Tapi bukan manusia namanya kalau ia tidak terjerumus pada kesalahan, bahkan setelah ia disadarkan sekalipun. Begitupun saya. Proses berhijab saya masih terus berjalan. Bahkan setelah berhasil membiasakan diri menutup aurat di lingkungan kuliah dan kostan, sekembalinya ke Bogor selepas lulus saya belum bisa melakukan hal yang sama saat di rumah. Lalu kali ini jalan apa yang Ia tunjukan pada saya?

Kali ini, uhuk, saya dekat dengan seorang laki-laki yang… katakanlah baik agamanya. Bukan, saya bukan melakukan sesuatu (berhijab) semata-mata untuk dia. Mungkin lebih tepatnya adalah saat itu saya hanya berusaha memantaskan diri sehingga sedikit demi sedikit memperbaiki apa yang ada pada diri saya. Saya mulai membiasakan menutup aurat di lingkungan sekitar rumah, memakai kerudung saat pergi ke warung, sampai sering spontan sembunyi jika ada laki-laki yang bukan mahram masuk ke rumah. Yah begitulah, meskipun saat ini hubungan kami sudah berakhir, alhamdulillah tidak demikian halnya dengan kebiasaan saya.

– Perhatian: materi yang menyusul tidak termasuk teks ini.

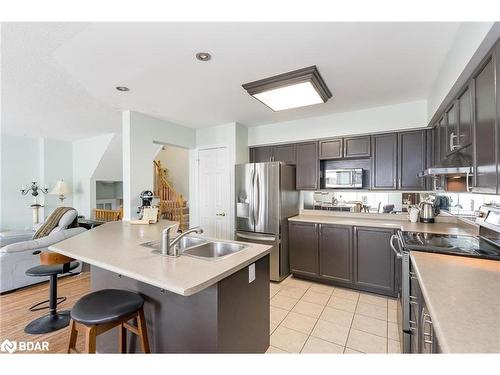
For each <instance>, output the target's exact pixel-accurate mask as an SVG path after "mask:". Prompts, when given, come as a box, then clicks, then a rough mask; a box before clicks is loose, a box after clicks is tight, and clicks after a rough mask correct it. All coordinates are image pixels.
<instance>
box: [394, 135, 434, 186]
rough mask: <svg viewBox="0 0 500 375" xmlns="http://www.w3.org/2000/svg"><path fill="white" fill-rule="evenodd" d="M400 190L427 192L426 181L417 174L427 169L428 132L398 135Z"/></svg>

Namun sayangnya saat memasuki dunia kerja penampilan saya di mataNya tidak lebih baik. Saya mulai lupa pada rok, tapi lebih dekat dengan celana jeans dan sesekali dengan legging yang pada akhirnya kembali memperlihatkan lekuk tubuhYa, lingkungan memang cukup (atau sangat?) berpengaruh terhadap apa yang kita lakukan. Maka beruntunglah saya yang tahun-tahun belakangan ini dipertemukan pada lingkungan social media bernama twitter yang akhirnya memperkenalkan saya pada akun-akun seperti @gadisberjilbabb, @HijabersComm, @pedulijilbab, @terranthijabist, dan masih banyak lagi. Dari merekalah akhirnya saya mendapat ilmu untuk senantiasa memakai hijab lebih baik lagi dan lagi.

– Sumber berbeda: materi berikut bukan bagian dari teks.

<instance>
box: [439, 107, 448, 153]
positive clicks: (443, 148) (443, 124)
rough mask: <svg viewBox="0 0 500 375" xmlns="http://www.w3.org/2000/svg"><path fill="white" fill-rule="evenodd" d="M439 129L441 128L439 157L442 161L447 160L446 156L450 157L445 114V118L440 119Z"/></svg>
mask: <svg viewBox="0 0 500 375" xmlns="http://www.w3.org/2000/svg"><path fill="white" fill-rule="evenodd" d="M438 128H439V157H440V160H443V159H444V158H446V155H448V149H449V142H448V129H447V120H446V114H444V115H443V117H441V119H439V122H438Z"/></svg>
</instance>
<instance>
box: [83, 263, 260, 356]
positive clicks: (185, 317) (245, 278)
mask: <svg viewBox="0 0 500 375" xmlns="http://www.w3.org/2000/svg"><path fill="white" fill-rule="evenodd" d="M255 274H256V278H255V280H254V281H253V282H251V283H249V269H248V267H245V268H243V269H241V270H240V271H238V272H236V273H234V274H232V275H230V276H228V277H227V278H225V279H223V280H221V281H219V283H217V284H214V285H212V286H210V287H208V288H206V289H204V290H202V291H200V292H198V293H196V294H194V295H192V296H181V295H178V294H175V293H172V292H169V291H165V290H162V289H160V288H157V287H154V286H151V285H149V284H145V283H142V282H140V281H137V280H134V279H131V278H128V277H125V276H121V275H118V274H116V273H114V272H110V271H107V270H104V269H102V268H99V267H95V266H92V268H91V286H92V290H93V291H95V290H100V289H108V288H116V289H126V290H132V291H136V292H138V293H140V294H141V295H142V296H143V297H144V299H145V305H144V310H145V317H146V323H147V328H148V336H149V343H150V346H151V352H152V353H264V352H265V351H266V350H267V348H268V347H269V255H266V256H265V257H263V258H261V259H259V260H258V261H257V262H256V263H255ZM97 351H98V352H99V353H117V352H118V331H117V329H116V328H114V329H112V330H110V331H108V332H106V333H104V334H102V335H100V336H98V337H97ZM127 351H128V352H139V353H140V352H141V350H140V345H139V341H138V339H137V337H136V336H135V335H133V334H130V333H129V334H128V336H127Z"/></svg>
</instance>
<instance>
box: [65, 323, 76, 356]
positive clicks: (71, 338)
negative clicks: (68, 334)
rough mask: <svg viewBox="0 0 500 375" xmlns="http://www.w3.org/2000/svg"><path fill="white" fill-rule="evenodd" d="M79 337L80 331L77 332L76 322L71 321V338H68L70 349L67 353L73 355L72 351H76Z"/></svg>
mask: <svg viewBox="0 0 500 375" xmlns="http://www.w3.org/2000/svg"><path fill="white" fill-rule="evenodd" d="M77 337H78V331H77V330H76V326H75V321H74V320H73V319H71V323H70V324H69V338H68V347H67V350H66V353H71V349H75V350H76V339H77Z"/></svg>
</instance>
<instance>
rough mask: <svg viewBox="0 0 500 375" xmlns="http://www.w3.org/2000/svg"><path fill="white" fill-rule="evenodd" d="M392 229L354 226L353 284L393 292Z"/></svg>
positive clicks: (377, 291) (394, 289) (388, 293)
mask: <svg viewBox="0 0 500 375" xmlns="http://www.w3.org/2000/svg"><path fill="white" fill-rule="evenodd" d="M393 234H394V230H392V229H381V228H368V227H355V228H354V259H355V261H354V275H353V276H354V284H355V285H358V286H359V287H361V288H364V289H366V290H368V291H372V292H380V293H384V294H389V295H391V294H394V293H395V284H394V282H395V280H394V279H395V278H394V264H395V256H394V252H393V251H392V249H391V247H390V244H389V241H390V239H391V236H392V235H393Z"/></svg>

Sekarang saya kembali mencoba menyatakan selamat tinggal pada legging, membiasakan mengulur kerudung hingga dada, menjauhi yang ketat-ketat, lebih berteman dekat dengan rok atau terusan, dan yang baru-baru ini saya lakukan yaitu memakai kaus kaki. Karena hijab bukan sebatas persoalan menutupi rambut, tapi bagaimana menutup aurat sesuai dengan ketentuan syariat. Dan hijab juga bukan sebatas ‘elo bakal masuk neraka kalo ga pake’, tapi lebih kepada menjalankan kewajiban yang jelas-jelas tertera pada Q.S. Al Ahzab: 59 dan An Nur: 31, serta wujud rasa cinta muslimah terhadap Pemiliknya yang pada akhirnya adalah untuk kebaikan dirinya sendiri.

Semoga saya, kita, bisa terus belajar agar bisa lebih baik dalam berhijab dan berusaha istiqomah dalam menjalankannya.

*Jilbab tidak sama dengan kerudung. Jilbab adalah pakaian longgar yang terjulur ke seluruh tubuh yang mana lebih dikenal dengan sebutan gamis.